Inner product in hyperbolic space

Question

I am trying to learn about Hyperbolic Spaces. I can't find information about the inner product in hyperbolic spaces. So the paper "Multi-relational Poincaré Graph Embeddings" from Balaževic et al. states: "... rely on inner product as a similarity measure and there is no clear correspondence to the Euclidean inner product in hyperbolic space". Whereas the paper "Neural Embeddings of Graphs in Hyperbolic Space" from Chamberlain et al. gives the following definition of an inner product of two vectors in polar coordinates in the Poincaré disk model: $$x = (r_x,\theta)\\y=(r_y,\theta)\\ \langle x,y \rangle = \lVert x \rVert \lVert y \rVert cos(\theta_x - \theta_y) = 4 \text{arctanh } r_x \text{arctanh } r_y \cos(\theta_x - \theta_y) $$

I am confused whether there exists an inner product in hyperbolic space and if so, how is it defined for the Poincaré ball? I already tried to read introductions in Hyperbolic space but I did not find an answer. I would really appreciate your help! I am studying CS, so an intuitive explanation would be nice ;)

Thank you!

Answer 1

The answer is "yes" and "no."

1. Why "no": The notion of an inner product is reserved for vector spaces and hyperbolic plane
   ${\mathbb H}^2$ does not have a natural vector space structure. This is especially clear if one uses an axiomatic definition of the hyperbolic plane, which you can find, for instance, in Greenberg's book "Euclidean and Non-Euclidean Geometries."

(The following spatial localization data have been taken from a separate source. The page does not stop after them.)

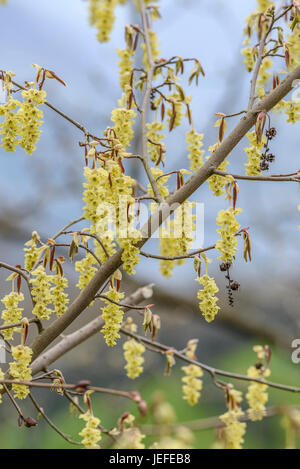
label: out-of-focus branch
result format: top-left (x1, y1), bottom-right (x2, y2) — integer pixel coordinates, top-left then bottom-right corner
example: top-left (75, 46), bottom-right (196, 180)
top-left (30, 284), bottom-right (154, 375)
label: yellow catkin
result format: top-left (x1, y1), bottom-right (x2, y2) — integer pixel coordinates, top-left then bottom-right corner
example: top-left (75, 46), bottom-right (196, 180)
top-left (186, 129), bottom-right (204, 171)
top-left (215, 208), bottom-right (242, 263)
top-left (207, 144), bottom-right (229, 196)
top-left (79, 411), bottom-right (102, 449)
top-left (181, 365), bottom-right (203, 406)
top-left (101, 287), bottom-right (125, 346)
top-left (244, 130), bottom-right (266, 176)
top-left (196, 274), bottom-right (220, 322)
top-left (146, 120), bottom-right (166, 164)
top-left (75, 253), bottom-right (98, 291)
top-left (1, 291), bottom-right (24, 340)
top-left (51, 275), bottom-right (69, 318)
top-left (219, 387), bottom-right (246, 450)
top-left (123, 339), bottom-right (145, 379)
top-left (246, 345), bottom-right (271, 421)
top-left (117, 48), bottom-right (134, 91)
top-left (17, 88), bottom-right (46, 155)
top-left (181, 340), bottom-right (203, 406)
top-left (89, 0), bottom-right (117, 43)
top-left (30, 266), bottom-right (53, 320)
top-left (9, 345), bottom-right (32, 400)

2. Why "yes": Nevertheless, one can construct an "identification" (a mathematician would call it a "diffeomorphism") between the hyperbolic plane and a 2-dimensional vector space $V$. Such an identification requires a choice of the "origin" $o$ in the hyperbolic plane (which will correspond to zero in the vector space). In the case of the unit disk model, the convenient choice of the origin is the Euclidean center of the disk. In the paper you are reading, the identification is given by $$ f: z= (x,y)\mapsto (d(o, z), \theta), $$ where $d$ is the hyperbolic distance, $\theta$ is the angle and $(\rho, \theta)$ is understood as the polar coordinates of a vector. Now, the vector space $V$ has a natural inner product (called the "Riemannian metric" in differential geometry) and this is the one described in the paper you are reading (except they do it via an ad hoc method which obscures the procedure). A Riemannian geometer would call the inverse $\exp_o$ of the map $f: {\mathbb H}^2\to V$ the exponential map (the map $f$ itself is sometimes called the Riemannian logarithmic map).

Using $f$ one then "transfers" the inner product $V$ to ${\mathbb H}^2$: $$ \langle \exp_o(v), \exp_o(w)\rangle := \langle v, w\rangle. $$ This is what the authors of the paper are doing.

3. What is this good for? I do not know, maybe the authors of the paper you are reading found some use for this construction.

4. In the literature you will likely encounter other notions of "products" on hyperbolic spaces, most importantly, Gromov product $$ (z, w)_p= \frac{1}{2}(d(p,z)+ d(p,w)- d(z,w)). $$ This will be also different from the one defined in your question.